I kept pressing on, vine to vine. This was what I needed—purpose, something to build toward.
Even if I had no idea where I was going.
6
KICK
When I made it to the caves twenty minutes later, everyone was already there. Ridge had his phone out on the table, screen facing up.
He pushed it in my direction as soon as I sat down. “You’re never gonna believe this.”
A grainy surveillance photo filled the screen—Isabel in work clothes, pruning shears in hand, standing in a vineyard row. Her hair was up in a pony tail. She looked tired. But she was alive.
“Where—”
“Russian River Valley. Whitmore Estate.” Ridge swiped to another photo of Isabel talking to someone near an equipment barn. Yet another showed her walking toward a truck loaded with vineyard tools. “My PI was finally able to track her yesterday afternoon. Turns out she’s working there.”
“She’s working there?” It didn’t make sense. “Why would she?—”
“Because Baron would never look there,” Brix said. “And Whitmore’s the last person who’d tell him anything.”
He was right. Baron and Thomas Whitmore had been closer friends but had a bitter feud five years ago over a property dispute.
I studied the images, trying to wrap my head around what I was seeing. Isabel wasn’t kidnapped or hurt. She’d flown to San Francisco, driven to the Russian River Valley, and gotten herself a job at the one winery where her father would never find her. It made me feel like an asshole for even thinking it, but why would Isabel want a job that was the equivalent of a farmhand when she was an heiress to a million-dollar fortune? It was only one of a hundred questions I’d ask as soon as we were face-to-face. And that would sure as hell be later today.
“Vader needs to know,” Zin said. “The missing persons report is active. His office is coordinating with multiple agencies.”
“Wait.” I looked around the table. “Give me until tonight. Let me talk to her first. Find out what’s goingon. I’ll call Baron as soon as I know she’s okay. I promise.”
“Kick—” Brix started.
“Please. Something’s up if she’s hiding at Whitmore’s. Let me figure out what before we bring Baron and law enforcement down on her.”
The room was quiet for several seconds, then Brix nodded. “You’ve got until tonight. Then we call Vader, whether you’ve talked to her or not.”
I was already standing. “I’m leaving now.”
“Kick, wait—” Snapper started.
“No. I need to find out what the hell is going on, and I can’t do that over the phone.” Mainly because she hadn’t taken a single one of my calls, not that I needed or wanted to say that.
I didn’t wait for a response. I was already heading for the door.
I threwa bag in my truck minutes after I arrived at home, then got on the highway heading north. Five hours to the Russian River Valley. Five hours to get answers.

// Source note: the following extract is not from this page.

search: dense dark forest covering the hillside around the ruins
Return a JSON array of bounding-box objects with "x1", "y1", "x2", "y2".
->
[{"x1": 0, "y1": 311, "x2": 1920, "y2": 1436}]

The miles disappeared under my tires as rolling hills gave way to flatter land, then more hills. Soon, everywhere I looked were vineyards, bare and skeletal in winter.

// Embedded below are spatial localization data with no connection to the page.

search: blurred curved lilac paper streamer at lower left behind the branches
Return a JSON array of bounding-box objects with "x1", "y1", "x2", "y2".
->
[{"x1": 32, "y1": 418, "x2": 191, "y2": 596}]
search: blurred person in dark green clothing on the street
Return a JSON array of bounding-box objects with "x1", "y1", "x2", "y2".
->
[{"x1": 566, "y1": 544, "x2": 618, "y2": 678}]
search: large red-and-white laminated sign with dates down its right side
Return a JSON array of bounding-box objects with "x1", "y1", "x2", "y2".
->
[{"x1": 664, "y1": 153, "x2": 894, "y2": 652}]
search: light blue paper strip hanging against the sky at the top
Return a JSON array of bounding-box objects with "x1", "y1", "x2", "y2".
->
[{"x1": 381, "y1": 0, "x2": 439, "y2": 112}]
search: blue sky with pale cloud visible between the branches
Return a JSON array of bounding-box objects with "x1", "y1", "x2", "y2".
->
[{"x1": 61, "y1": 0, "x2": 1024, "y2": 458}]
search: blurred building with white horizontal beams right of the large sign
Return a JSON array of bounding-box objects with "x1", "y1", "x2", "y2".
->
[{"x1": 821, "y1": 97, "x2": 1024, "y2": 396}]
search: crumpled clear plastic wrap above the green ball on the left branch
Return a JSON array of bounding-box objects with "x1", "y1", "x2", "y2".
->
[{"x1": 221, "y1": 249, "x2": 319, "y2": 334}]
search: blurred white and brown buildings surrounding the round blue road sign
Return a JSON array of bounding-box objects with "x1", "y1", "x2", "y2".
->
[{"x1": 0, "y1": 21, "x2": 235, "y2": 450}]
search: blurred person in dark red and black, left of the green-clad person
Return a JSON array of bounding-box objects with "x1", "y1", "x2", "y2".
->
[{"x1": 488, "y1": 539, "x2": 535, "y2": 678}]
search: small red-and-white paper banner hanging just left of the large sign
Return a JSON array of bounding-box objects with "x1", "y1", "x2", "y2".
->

The entire way, my mind wouldn’t stop spinning questions. Why lie about Italy? Whitmore made sense for the very reason Ridge had said, given Thomas would never contact Baron and her father would never think to look there.
But why hide from Baron at all?
When the GPS announced the Russian River Valley exit, my hands tightened on the steering wheel.

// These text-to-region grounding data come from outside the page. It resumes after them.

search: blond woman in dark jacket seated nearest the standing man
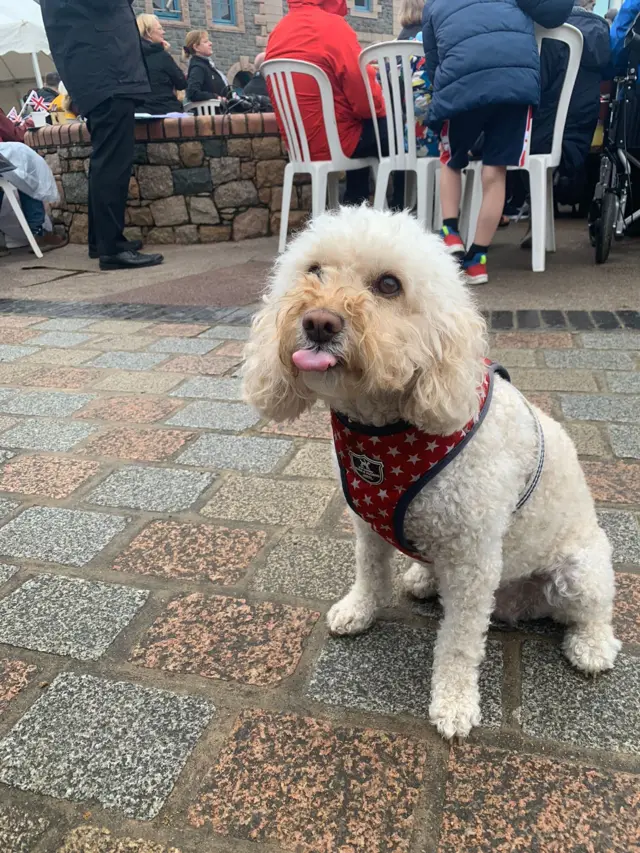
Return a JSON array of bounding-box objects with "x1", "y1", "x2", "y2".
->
[{"x1": 136, "y1": 15, "x2": 187, "y2": 115}]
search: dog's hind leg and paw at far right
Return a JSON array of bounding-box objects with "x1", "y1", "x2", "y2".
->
[{"x1": 547, "y1": 530, "x2": 621, "y2": 673}]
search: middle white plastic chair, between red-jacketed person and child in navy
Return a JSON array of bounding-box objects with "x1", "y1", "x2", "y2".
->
[{"x1": 360, "y1": 41, "x2": 440, "y2": 229}]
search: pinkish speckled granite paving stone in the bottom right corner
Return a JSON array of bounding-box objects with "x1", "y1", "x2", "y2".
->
[{"x1": 438, "y1": 746, "x2": 638, "y2": 853}]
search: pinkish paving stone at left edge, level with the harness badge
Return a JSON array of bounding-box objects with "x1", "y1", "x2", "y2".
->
[{"x1": 0, "y1": 456, "x2": 100, "y2": 500}]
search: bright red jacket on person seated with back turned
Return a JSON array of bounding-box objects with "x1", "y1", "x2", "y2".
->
[{"x1": 266, "y1": 0, "x2": 384, "y2": 160}]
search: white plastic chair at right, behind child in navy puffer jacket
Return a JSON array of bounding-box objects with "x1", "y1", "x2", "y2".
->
[{"x1": 460, "y1": 24, "x2": 583, "y2": 272}]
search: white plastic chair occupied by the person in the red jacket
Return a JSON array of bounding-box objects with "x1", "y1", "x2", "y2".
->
[{"x1": 260, "y1": 59, "x2": 378, "y2": 252}]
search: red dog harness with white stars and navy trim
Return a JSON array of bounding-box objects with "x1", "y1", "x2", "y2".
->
[{"x1": 331, "y1": 363, "x2": 544, "y2": 562}]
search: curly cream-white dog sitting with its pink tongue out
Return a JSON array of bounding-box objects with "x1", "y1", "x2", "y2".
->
[{"x1": 244, "y1": 207, "x2": 620, "y2": 738}]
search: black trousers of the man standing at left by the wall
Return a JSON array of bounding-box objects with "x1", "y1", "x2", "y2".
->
[{"x1": 87, "y1": 97, "x2": 135, "y2": 255}]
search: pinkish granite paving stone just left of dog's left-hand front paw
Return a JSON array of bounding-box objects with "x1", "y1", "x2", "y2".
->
[{"x1": 130, "y1": 593, "x2": 320, "y2": 687}]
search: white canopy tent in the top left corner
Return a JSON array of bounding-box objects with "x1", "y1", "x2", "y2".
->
[{"x1": 0, "y1": 0, "x2": 54, "y2": 111}]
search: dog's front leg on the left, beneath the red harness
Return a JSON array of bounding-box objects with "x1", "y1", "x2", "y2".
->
[{"x1": 327, "y1": 516, "x2": 394, "y2": 634}]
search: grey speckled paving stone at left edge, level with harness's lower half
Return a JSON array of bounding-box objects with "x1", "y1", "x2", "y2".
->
[{"x1": 0, "y1": 506, "x2": 128, "y2": 566}]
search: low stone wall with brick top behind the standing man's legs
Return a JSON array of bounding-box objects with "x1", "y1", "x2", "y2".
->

I followed the directions to Whitmore Estate. The property sprawled across acres of hillside, with elegant buildings nestled among the vines. Old money. Established reputation. Everything the Van Orrs had, just in a different valley.
A worker passed by carrying pruning shears as I got out after parking near the main building.
“Excuse me. I’m looking for Isabel Van Orr.”